For many, that’s still the image — from the iconic commercial that heralded the launch of the luxury automotive brand in 1989 — that comes to mind when they envision Lexus. Because, truth be told, those luxury traits still hold true — even more so today than they did 32 years ago.
But it’s also true that, today, there’s more to the Lexus story than just raising the bar on luxury.
Starting with the introduction of the first IS F sedan in 2008, the essence of what makes a Lexus a Lexus has gradually and steadily expanded to include the notion of performance. And it’s an evolution that really began to shift into high gear with the factory introduction of the F SPORT banner with the 2011 IS models.
A decade later, every model in the Lexus lineup — including its SUVs — has a role to play in this change. And with Master Driver and Toyota Motor Corporation President Akio Toyoda at the helm, it’s safe to say the trend will continue.
“We know historically what our image has been,” said Richard Hollingsworth, senior analyst in Lexus Product Marketing. “But we’ve shown that we can bring high-performance vehicles to market.
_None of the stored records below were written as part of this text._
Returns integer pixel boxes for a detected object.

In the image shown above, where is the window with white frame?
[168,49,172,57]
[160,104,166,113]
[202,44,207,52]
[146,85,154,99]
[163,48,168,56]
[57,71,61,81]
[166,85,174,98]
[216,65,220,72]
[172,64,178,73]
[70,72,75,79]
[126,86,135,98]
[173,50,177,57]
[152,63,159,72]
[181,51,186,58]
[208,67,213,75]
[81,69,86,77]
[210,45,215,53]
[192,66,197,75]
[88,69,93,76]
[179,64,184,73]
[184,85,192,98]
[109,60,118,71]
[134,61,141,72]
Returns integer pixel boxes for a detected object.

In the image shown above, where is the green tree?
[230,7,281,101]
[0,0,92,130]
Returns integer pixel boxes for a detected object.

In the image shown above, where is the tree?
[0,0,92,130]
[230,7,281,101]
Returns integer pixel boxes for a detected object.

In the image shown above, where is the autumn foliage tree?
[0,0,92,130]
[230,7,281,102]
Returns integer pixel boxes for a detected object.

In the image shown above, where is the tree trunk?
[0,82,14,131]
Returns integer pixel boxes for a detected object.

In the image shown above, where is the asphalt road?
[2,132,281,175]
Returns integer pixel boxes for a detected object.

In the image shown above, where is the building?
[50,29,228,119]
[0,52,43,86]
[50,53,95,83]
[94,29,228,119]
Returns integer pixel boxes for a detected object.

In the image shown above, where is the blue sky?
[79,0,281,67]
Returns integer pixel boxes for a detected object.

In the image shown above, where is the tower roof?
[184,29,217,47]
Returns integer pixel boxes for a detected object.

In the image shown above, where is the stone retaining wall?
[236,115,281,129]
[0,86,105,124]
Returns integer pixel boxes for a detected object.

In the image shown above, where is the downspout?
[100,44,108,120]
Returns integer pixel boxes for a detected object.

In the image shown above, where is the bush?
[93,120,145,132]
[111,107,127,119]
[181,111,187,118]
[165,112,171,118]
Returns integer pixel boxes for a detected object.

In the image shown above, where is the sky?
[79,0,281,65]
And, the fact is, we’ve really only just begun.”
Hollingsworth admits that in its first iteration, the F SPORT package was about giving the IS (and later models like the GS, LS and even ES) more of a performance look through distinctive wheels, badging, exterior colors and interior enhancements with some suspension tweaks. SUV customers also got to join the party, starting with the RX in 2013, followed by the NX and UX when they made their debuts.
The F models, though, were the real deal with bigger engines and beefier suspensions — with the limited-production LFA supercar serving as the ultimate expression of Lexus’ high-performance capabilities.
And then, last spring, Lexus unveiled the 2022 IS 500 under the heading of F SPORT Performance. Its 472-horsepower 5.0-liter V8 engine made it clear that the brand was once again raising the stakes on performance, shifting the F SPORT concept a notch or two closer to that of the F.
This foreshadowing came into much sharper focus at last fall’s SEMA Show in Las Vegas, where Lexus announced that the brand’s performance range would expand to four distinct ranges:
- F SPORT Design — With an emphasis on sport-inspired exterior design through such elements as unique front and rear bumpers, grille, wheels and colors.
- F SPORT Handling — Builds on the Design elements and adds sport-tuned suspension components honed on the track, such as Lexus’ Adaptive Variable Suspension system.
- F SPORT Performance — Includes all of the above and adds a higher performance powertrain (such as the IS 500’s big V8).
- F — The highest expression of Lexus performance, including such track-tested components as beefier brakes, advanced aerodynamics and lightweight carbon fiber materials.
In other words, Lexus’ move down a performance path is not some leisurely stroll. Rather, it’s a coordinated and concerted effort to expand its appeal beyond its traditional customer to the next generation of customers who crave an adrenalin-inducing look and feel as much as the warm and comforting embrace of refined luxury.
Toyoda’s reveal in December of what the automotive media is calling the BEV successor to the LFA might suggest where all of this is heading. But in the meantime, the brand’s performance strategy is already paying dividends.
“There is a very strong appetite in the market for this kind of differentiation,” Hollingsworth said. “Lexus sold over 300,000 new vehicles in the U.S. last year and a good number of them were F SPORT, ranging from 60% of IS to around 20% for most of the other models. So, this isn’t just about what’s fun for us as product developers and marketers. It also makes good business sense.”
In other words, F SPORT is moving the needle — in more ways than one.